ベンチャーキャピタルやエンジェル投資家からの資金調達が一般的なものとなり、インキュベーションプログラムやスタートアップ支援など、日本でも起業しやすい環境が整ってきました。大学在学中に起業する人もいれば、中には「10代の起業家」も現れました。
働き方が多様化する中で、「ポストミレニアル世代」と呼ばれる若者は、「働く」ということをどう捉えているのでしょうか。今回は、17歳の時に株式会社Yokiを起業した東出風馬さんにお話を伺い、その仕事観を探ることにしました。
前編では、現在の働き方や自身の会社で成し遂げたいこと、マネジメント手法などについて語っていただきます。
WORK MILL: 4月から大学に入学されたばかりですが、会社との両立は順調ですか。
東出: 会社自体はリモートワーク中心で、土日に集まる感じなので問題ないんですけど、大学は……ぼちぼちですね。実は、秋からちょっと休学しようと考えているんです。
WORK MILL: やはり、両立は大変なんですね。
東出: 会社の仕事というより、他にも携わっているプロジェクトがあって、物理的に大学へ通うのが難しくなりそうなんです。それと、大学は楽しいこともありますが、コミュニティーに属しているという状態が非常にストレスであったりもするんですね。
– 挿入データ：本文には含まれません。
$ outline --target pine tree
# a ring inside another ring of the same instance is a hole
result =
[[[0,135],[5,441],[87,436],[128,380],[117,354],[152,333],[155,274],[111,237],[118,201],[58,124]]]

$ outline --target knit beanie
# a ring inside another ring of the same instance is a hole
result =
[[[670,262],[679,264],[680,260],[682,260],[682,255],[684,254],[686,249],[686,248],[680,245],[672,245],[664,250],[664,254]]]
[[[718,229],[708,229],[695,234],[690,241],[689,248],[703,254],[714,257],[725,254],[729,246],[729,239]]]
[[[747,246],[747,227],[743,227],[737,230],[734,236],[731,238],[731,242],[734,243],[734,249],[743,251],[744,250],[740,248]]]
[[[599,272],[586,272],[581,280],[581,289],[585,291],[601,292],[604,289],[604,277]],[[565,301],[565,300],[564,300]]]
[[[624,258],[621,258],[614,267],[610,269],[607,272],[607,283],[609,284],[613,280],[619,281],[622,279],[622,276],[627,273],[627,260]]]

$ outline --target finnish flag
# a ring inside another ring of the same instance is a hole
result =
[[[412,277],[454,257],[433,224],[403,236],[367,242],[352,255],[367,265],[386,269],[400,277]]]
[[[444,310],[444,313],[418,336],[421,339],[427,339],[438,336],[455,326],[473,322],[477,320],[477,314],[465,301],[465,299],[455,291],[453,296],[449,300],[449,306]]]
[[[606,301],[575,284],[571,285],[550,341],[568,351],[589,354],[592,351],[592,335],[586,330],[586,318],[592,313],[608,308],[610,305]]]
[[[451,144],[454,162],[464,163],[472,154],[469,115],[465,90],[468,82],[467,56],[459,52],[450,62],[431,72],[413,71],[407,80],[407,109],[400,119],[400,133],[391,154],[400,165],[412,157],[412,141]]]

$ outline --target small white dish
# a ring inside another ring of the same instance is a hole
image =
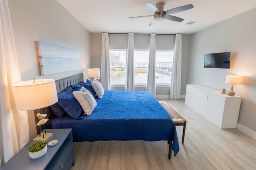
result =
[[[52,146],[54,146],[58,143],[58,141],[57,139],[54,139],[53,140],[52,140],[48,142],[48,145]]]

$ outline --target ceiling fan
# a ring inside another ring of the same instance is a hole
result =
[[[154,12],[154,15],[147,15],[146,16],[135,16],[133,17],[129,17],[129,18],[138,18],[148,17],[149,16],[154,16],[154,19],[149,24],[149,26],[152,26],[156,22],[163,21],[164,19],[166,19],[172,21],[176,21],[177,22],[181,22],[184,19],[175,16],[169,15],[172,14],[181,12],[193,8],[194,6],[192,4],[189,5],[184,5],[178,7],[171,9],[170,10],[164,11],[164,2],[158,2],[154,5],[151,3],[146,3],[146,5]]]

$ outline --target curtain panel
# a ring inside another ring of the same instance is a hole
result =
[[[102,32],[102,41],[100,83],[104,90],[109,90],[110,86],[110,61],[108,33]]]
[[[181,34],[177,34],[175,37],[174,52],[173,56],[173,64],[170,96],[170,99],[178,99],[180,98],[181,50]]]
[[[149,43],[148,70],[146,91],[150,92],[155,97],[156,93],[156,34],[151,34]]]
[[[0,1],[0,165],[29,141],[26,111],[17,110],[11,85],[21,79],[7,0]]]
[[[125,90],[134,90],[134,34],[129,33]]]

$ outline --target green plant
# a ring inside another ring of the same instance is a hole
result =
[[[30,145],[28,150],[30,152],[35,152],[42,150],[47,144],[47,141],[40,141]]]

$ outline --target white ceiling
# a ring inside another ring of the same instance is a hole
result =
[[[256,7],[256,0],[58,1],[90,32],[191,34]],[[165,2],[165,10],[188,4],[194,8],[172,14],[184,19],[181,22],[165,20],[150,26],[152,16],[128,18],[153,15],[145,3],[159,2]],[[196,22],[186,25],[189,22]]]

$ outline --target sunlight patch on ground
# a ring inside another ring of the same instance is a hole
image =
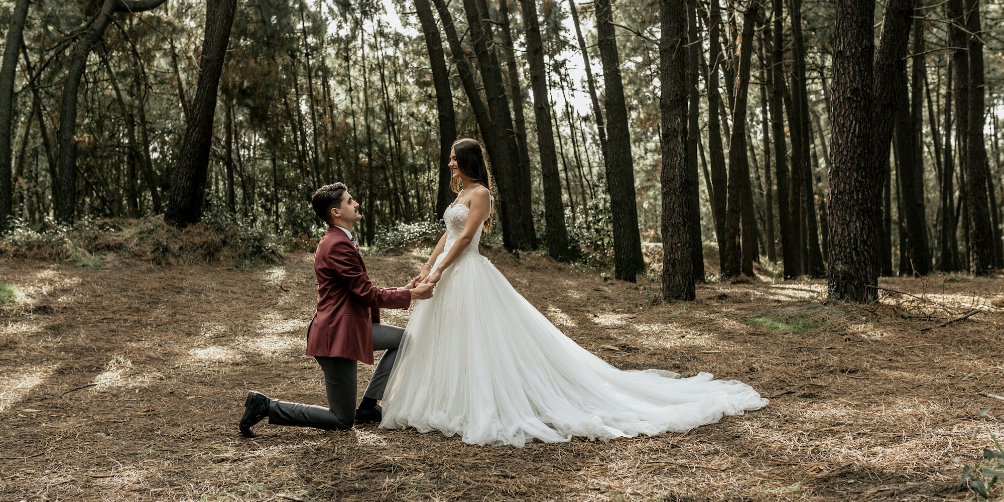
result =
[[[847,327],[847,334],[857,334],[866,339],[878,339],[885,338],[891,333],[889,331],[875,329],[874,326],[869,324],[854,324]]]
[[[767,298],[772,300],[791,300],[791,299],[803,299],[803,300],[814,300],[818,299],[819,295],[823,294],[825,285],[817,284],[805,284],[797,283],[791,285],[776,284],[771,286],[770,290],[774,294],[768,294]]]
[[[568,317],[568,314],[564,313],[560,308],[553,305],[549,305],[547,307],[546,315],[547,318],[550,319],[550,321],[557,326],[575,327],[578,325],[578,323],[575,322],[574,319]]]
[[[400,310],[397,308],[386,308],[380,312],[380,321],[382,324],[391,324],[398,327],[405,327],[408,324],[408,319],[411,313],[405,310]],[[310,320],[307,319],[307,323]],[[303,326],[306,329],[306,324]]]
[[[234,349],[218,345],[208,346],[205,348],[193,348],[192,350],[189,350],[189,355],[191,355],[195,360],[215,362],[235,360],[241,357],[241,355],[234,351]]]
[[[0,413],[45,383],[46,379],[55,372],[56,367],[58,364],[22,366],[0,372]]]
[[[241,346],[246,347],[260,355],[278,355],[282,352],[299,346],[302,339],[299,336],[282,335],[278,333],[265,333],[252,337],[244,337],[238,340]]]
[[[628,317],[631,317],[631,315],[625,313],[601,313],[593,315],[592,322],[603,327],[620,327],[628,323]]]
[[[276,312],[270,312],[261,316],[258,320],[258,327],[255,329],[259,334],[288,333],[297,330],[306,330],[307,320],[288,319]]]
[[[269,282],[279,282],[285,278],[286,278],[286,269],[272,268],[265,271],[265,275],[261,277],[261,280]]]
[[[219,338],[226,334],[227,327],[223,324],[205,322],[202,324],[202,335],[207,338]]]
[[[35,274],[36,281],[27,284],[19,284],[21,292],[27,298],[37,298],[46,296],[55,288],[74,286],[81,282],[79,277],[63,277],[58,270],[47,268]],[[69,297],[60,296],[58,302],[67,301]]]
[[[367,429],[355,429],[355,440],[358,441],[360,445],[370,445],[370,446],[387,446],[387,438],[382,434],[376,434]],[[411,431],[415,434],[415,431]]]
[[[126,373],[132,368],[132,360],[122,355],[115,355],[104,364],[104,371],[95,376],[92,384],[101,387],[121,387],[126,382]]]
[[[0,326],[0,336],[3,335],[27,335],[41,330],[40,325],[32,325],[30,322],[8,322],[6,326]],[[2,346],[2,345],[0,345]]]

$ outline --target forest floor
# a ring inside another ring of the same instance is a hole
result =
[[[961,501],[959,459],[991,447],[988,429],[1004,436],[1004,402],[980,394],[1004,395],[999,278],[883,279],[916,297],[884,290],[869,306],[824,302],[818,280],[712,283],[656,304],[658,282],[488,255],[615,366],[710,371],[770,404],[686,434],[521,449],[375,425],[262,423],[248,440],[248,390],[324,403],[303,354],[311,254],[252,270],[8,260],[0,279],[25,299],[0,304],[0,499]],[[366,264],[396,286],[423,259]]]

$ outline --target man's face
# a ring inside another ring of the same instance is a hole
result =
[[[355,199],[352,199],[351,194],[347,190],[341,197],[341,205],[331,209],[331,216],[341,218],[342,221],[349,225],[362,219],[362,213],[359,212],[359,203],[355,202]]]

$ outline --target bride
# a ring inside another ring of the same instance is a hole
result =
[[[578,346],[478,253],[493,205],[481,145],[457,140],[450,169],[454,192],[463,190],[418,277],[435,283],[436,295],[415,307],[405,329],[382,428],[521,447],[682,433],[767,404],[738,381],[622,371]]]

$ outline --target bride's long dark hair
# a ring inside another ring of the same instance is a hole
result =
[[[495,186],[492,185],[492,176],[488,173],[488,159],[485,159],[485,150],[481,143],[470,138],[461,138],[453,142],[453,152],[457,156],[457,168],[468,180],[480,183],[488,189],[490,195],[495,194]],[[450,180],[450,188],[455,194],[459,194],[464,189],[464,184],[458,179]],[[485,220],[484,231],[488,232],[495,223],[495,204],[491,204],[488,210],[488,219]]]

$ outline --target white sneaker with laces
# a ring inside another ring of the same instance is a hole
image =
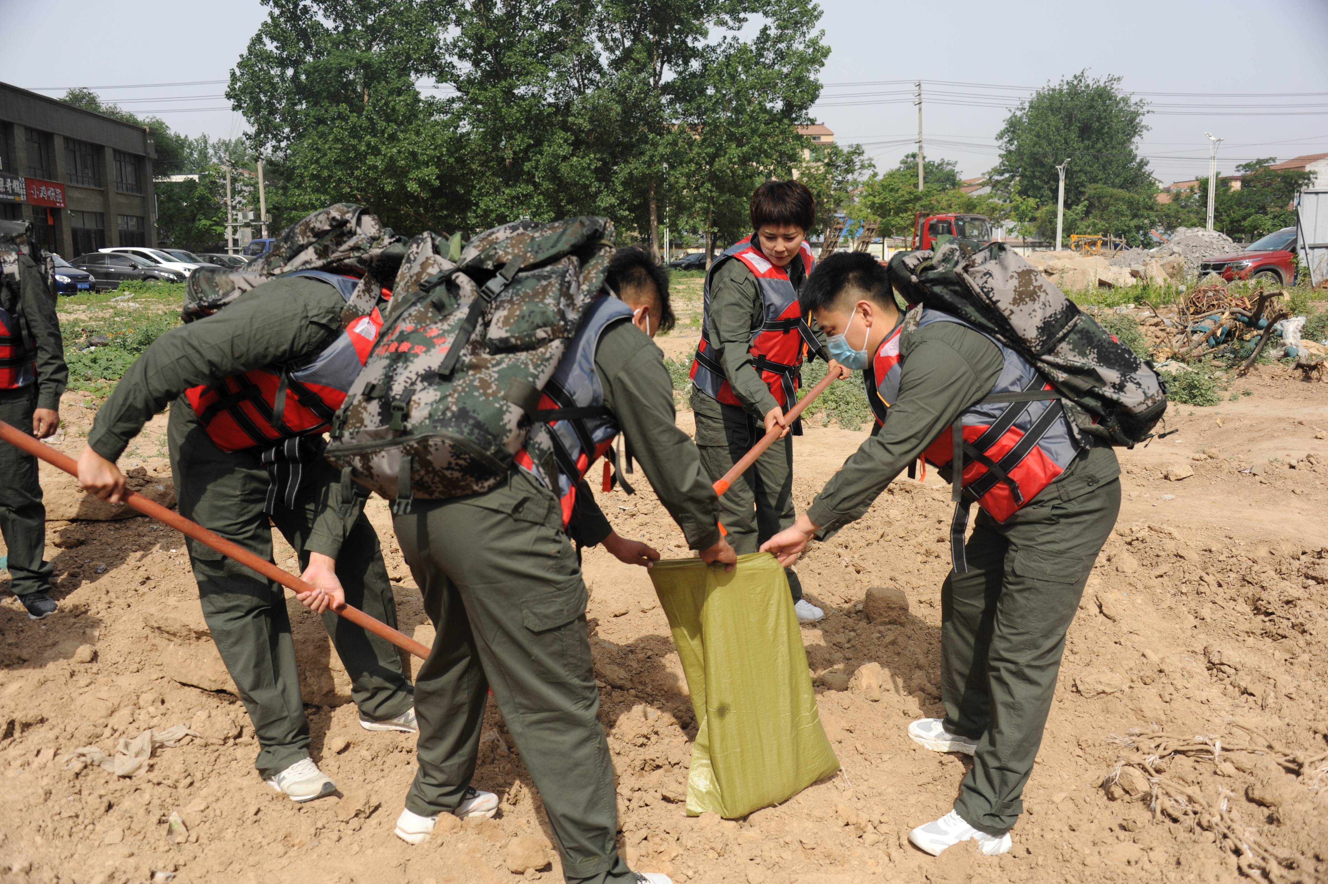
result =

そもそも、僕自身はあまり大学に行くつもりがなかったんです。
でも、ある方から「せっかく受かったなら、行ったほうがいいよ。慶應出てるか出てないかで、会社につく評価額も違ってきたりする」とアドバイスいただいて、確かにそうだな、と。年間100万円学費がかかっても、必要経費としては妥当だなと考えて、とりあえず大学に行こうと思いました。
WORK MILL: 「他のプロジェクト」というのは?
東出: 会社と並行していくつかのプロジェクトに参加しているのですが、僕の中ではその比率を50:50くらいでやっていきたいなと考えています。例えば、今働き方というものが少しアップデートされれば意外と世の中の問題が解決されるんじゃないかと思っています。皆が小さな小さなプロジェクトを起こして、オーナーにも顧客にもなるような世界を実現したいなと思っています。
それを実践するために、自分でもプロジェクトに参加しています。ひとつは、奄美大島でゲストハウスを立ち上げるのと、もうひとつはインドに学校をつくるプロジェクト。それと、恋愛メディアで文章を書いていた女の子が、「デートプランを作成するサービスをやりたい」と言っていて、それを手伝おうとしていたり。
WORK MILL: ジャンルも規模感もバラバラですね。何か参加する判断基準はあるのですか。
東出: 単純に、「面白そう」とか「意義がある」とかもあるんですけど、Yokiが取り組んでいる事業は長期的なビジョンを掲げているので、すぐに成果が出るわけではないんです。それで、もう少し短期的に成果が出そうな小さなプロジェクトを支援することで、会社経営やマネジメントにつながるノウハウを実践のなかで身に付けられたらいいなと考えています。
WORK MILL: 今、会社はどのくらいのフェーズにあるとお考えですか。
東出: よく「Appleに例えると、iPhone IとiPhone IIの中間だよね」と話してるんですけど、今、僕らがつくっているプロダクトは、目指しているステージの2つ、3つくらい後ろの段階からスタートしている感じなので、それこそビジョンを実現するには何十年もかかると考えています。